The U.S. News and World Report formula looks at full-time, long-term jobs that either require bar passage or give an advantage to a JD and divides it by the total graduates:

US News and World Report Formula Bar Passage required full time long term and JD advantage full time long term in numerator and all graduates in denominator

The U.S. News employment numbers are therefore useful to people interested in the percentage of graduates employed in long-term, full-time licensed attorney jobs or in which an applicant with a JD is somehow advantaged over an applicant without a JD.  This formula may be over-inclusive if a person looking at the job numbers doesn’t believe that a person with a JD should work as anything other than a licensed attorney.

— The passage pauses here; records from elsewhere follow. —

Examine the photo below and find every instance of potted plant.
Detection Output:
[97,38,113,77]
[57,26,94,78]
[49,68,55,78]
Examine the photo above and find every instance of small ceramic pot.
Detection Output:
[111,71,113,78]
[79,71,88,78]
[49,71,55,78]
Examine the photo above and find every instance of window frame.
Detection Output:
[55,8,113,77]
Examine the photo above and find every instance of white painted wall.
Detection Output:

A person interested only in employment numbers for attorneys is full-time, long-term jobs, might want to review the statistics from Law School Transparency instead.  The LST formula divides full-time long term bar passage required jobs excluding solo attorneys by the total number of graduates.

Law School Transparency Formula Bar Passage required full time long term excluding solo practitioners in the numerator and all graduates in the denominator

Lastly, users can create their own formulas based on factors important to them. Looking at all US law school graduates, I created a formula that really focused on individuals employed in licensed attorney or JD advantaged positions, giving twice as much weight to the licensed attorney jobs.

Here is how my results compared with the popular ranking systems:

comparison chart my reults forty two percent compared to US News sixty five point seven percent LST fifty four point two percent NALP eighty four point 3 NJ seventy one percent and ATL fifty three point one percent

When eliminating the solo attorneys and the law school funded positions, employment for new attorneys was only 42%.

Unfortunately the numbers in the Law Jobs Calculator are based on the ABA’s Employment Summary Report, which are self-reported by the schools. How much you trust the numbers is up to you.

Law Jobs is great at demystifying law school employment statistics and it can provide hours of fun playing around with various formulas. But as with any other ranking system, apply the results with caution.